Seinen letzten Lebensabschnitt verbrachte Letzterer in Mähren, wo er gegen die Böhmischen Brüder vorging und wo er um 1505 auch verstarb. Zuvor aber hatte er, der sich im Laufe seines Lebens des öfteren in Rom aufhielt, auf der Rückreise aus der Ewigen Stadt in Ferrara Halt gemacht, wo es am 2. März 1500 zu einer persönlichen Begegnung mit Lucia Brocadelli kam. Der Dominikaner war tief beeindruckt, zumal er – wie er 1501 notierte – Brocadellis Stigmata mit eigenen Augen sah und sie nach eigenem Bekunden auch küsste. Wie verhält sich nun aber Institoris’ Einsatz für die «lebenden Heiligen» mit der Misogynie, die dem Verfasser des Hexenhammers nachgesagt wird? Letztlich handelt es sich wohl um zwei Seiten derselben Medaille, wie Tamar Herzig festhält: «In his Malleus [...], Institoris already affirmed that women are more prone to the influence of disembodied spirits than are men. However, he noted that not all the impressions that women received or retained had a diabolic origin, and that women who used their greater impression-ability for commendable purposes could become very good. This is the very assumption that underlies Institoris’ eulogy of women’s spirituality [...]. As members of the female sex – deprived as they are of the capability to critically evaluate the images that influence their minds – women can reach a perfect degree of imitatio Christi» (128).

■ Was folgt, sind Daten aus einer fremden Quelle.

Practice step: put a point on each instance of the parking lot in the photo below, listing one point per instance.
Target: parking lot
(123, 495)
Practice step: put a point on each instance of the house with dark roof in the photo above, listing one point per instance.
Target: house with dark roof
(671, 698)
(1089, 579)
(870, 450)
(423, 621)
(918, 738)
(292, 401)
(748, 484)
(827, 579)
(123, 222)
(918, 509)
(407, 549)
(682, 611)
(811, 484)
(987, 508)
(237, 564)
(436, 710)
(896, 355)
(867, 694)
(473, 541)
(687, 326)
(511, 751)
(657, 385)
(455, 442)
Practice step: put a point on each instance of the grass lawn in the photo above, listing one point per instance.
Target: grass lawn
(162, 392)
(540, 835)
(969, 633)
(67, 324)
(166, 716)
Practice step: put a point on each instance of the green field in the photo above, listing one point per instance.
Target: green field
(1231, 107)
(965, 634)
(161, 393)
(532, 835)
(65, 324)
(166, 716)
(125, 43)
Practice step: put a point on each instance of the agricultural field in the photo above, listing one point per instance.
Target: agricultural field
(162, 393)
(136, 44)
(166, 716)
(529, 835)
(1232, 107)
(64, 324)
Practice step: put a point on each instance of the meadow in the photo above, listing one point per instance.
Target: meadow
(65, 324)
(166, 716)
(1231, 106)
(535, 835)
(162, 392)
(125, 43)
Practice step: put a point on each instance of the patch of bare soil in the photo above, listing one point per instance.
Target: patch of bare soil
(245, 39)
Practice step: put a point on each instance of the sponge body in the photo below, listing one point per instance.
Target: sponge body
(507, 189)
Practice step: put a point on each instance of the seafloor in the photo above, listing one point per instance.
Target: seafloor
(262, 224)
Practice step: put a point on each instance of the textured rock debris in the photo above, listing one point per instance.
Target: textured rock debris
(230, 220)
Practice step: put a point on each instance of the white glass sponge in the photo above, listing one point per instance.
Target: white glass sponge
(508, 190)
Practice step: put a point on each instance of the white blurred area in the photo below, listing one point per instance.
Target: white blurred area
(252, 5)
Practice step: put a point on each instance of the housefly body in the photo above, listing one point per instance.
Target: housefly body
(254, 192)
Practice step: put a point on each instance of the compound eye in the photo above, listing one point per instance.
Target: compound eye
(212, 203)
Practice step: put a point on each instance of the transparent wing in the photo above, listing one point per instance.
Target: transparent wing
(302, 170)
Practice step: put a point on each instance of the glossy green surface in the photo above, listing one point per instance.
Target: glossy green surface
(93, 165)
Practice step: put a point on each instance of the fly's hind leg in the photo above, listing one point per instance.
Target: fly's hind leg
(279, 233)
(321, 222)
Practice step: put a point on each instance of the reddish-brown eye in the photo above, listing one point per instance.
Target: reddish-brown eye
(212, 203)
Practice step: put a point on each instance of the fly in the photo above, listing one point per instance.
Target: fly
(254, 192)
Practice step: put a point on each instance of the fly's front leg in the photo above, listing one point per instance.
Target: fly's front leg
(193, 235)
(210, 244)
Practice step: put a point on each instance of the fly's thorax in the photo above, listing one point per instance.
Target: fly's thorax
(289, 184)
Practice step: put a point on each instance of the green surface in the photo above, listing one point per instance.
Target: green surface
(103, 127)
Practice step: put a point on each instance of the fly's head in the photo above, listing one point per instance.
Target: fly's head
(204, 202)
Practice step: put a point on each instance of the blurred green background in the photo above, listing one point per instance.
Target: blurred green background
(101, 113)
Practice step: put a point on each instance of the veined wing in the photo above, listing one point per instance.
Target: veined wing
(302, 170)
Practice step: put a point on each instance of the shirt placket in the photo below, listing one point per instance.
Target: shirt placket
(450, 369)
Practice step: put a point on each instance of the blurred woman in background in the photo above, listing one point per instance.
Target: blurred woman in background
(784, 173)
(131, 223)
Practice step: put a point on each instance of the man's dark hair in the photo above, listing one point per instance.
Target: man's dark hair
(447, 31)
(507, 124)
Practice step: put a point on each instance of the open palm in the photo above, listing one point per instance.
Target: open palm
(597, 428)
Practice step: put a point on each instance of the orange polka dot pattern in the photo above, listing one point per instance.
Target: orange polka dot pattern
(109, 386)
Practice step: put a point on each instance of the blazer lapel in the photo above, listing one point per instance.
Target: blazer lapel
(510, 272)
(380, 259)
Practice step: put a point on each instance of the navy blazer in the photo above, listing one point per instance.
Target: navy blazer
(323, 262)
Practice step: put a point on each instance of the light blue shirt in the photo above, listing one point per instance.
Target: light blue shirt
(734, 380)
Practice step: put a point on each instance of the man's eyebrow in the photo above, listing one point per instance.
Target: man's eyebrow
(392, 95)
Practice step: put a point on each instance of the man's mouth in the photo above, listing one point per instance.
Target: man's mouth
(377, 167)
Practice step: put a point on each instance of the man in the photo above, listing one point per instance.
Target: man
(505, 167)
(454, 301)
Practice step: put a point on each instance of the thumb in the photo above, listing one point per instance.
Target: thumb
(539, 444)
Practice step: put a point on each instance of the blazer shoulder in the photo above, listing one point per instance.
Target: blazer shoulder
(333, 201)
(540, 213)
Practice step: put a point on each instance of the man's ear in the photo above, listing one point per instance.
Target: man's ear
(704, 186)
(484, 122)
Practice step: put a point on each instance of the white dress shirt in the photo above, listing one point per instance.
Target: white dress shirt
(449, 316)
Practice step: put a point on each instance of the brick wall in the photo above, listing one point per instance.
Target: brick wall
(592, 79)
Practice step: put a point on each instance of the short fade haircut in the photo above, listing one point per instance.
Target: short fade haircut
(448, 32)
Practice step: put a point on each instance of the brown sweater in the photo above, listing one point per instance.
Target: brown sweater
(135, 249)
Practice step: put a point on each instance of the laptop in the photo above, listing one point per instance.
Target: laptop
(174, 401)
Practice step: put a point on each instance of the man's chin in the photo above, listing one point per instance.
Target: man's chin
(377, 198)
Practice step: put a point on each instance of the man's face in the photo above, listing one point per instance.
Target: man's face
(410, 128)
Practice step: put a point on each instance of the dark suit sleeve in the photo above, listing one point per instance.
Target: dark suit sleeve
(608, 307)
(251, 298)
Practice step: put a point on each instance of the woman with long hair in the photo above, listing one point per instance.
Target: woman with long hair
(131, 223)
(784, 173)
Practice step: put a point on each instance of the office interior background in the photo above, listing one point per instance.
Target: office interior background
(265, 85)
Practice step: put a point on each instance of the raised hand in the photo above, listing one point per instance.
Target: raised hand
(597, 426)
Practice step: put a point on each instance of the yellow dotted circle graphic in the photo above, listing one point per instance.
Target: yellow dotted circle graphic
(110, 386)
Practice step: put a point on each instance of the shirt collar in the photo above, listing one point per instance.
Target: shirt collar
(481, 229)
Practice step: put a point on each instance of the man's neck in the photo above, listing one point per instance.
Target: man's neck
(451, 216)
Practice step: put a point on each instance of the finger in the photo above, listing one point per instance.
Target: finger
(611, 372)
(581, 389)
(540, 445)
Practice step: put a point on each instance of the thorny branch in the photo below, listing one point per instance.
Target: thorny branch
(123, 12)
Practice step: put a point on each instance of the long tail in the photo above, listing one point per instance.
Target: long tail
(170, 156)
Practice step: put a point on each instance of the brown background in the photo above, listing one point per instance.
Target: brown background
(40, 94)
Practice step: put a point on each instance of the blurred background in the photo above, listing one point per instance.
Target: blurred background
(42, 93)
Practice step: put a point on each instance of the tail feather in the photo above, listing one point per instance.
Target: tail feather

Mit Christ Transformed Into A Virgin Woman legt Tamar Herzig ein höchst anregendes Buch vor, das eine komplexe historische Gemengelage analysiert, in der nebst den bereits gestreiften Motiven noch zahlreiche weitere angesprochen werden könnten. In diesem Dickicht dient die vorliegende Studie als übersichtlicher, informativer und gut lesbarer Führer.

Zitierweise:
Georg Modestin: Rezension zu: Tamar Herzig, Christ Transformed Into A Virgin Woman. Lucia Brocadelli, Heinrich Institoris, And The Defense Of The Faith. With the text of ‹Stigmifere virginis Lucie de Narnia aliarumque spiritualium personarum feminei sexus facta admiracione digna› (= Temi e Testi, Scritture nel Chiostro 114), Rom, Edizioni di Storia e Letteratura, 2013. Zuerst erschienen in: Schweizerische Zeitschrift für Religions- und Kulturgeschichte, Vol. 109, 2015, S. 400-402.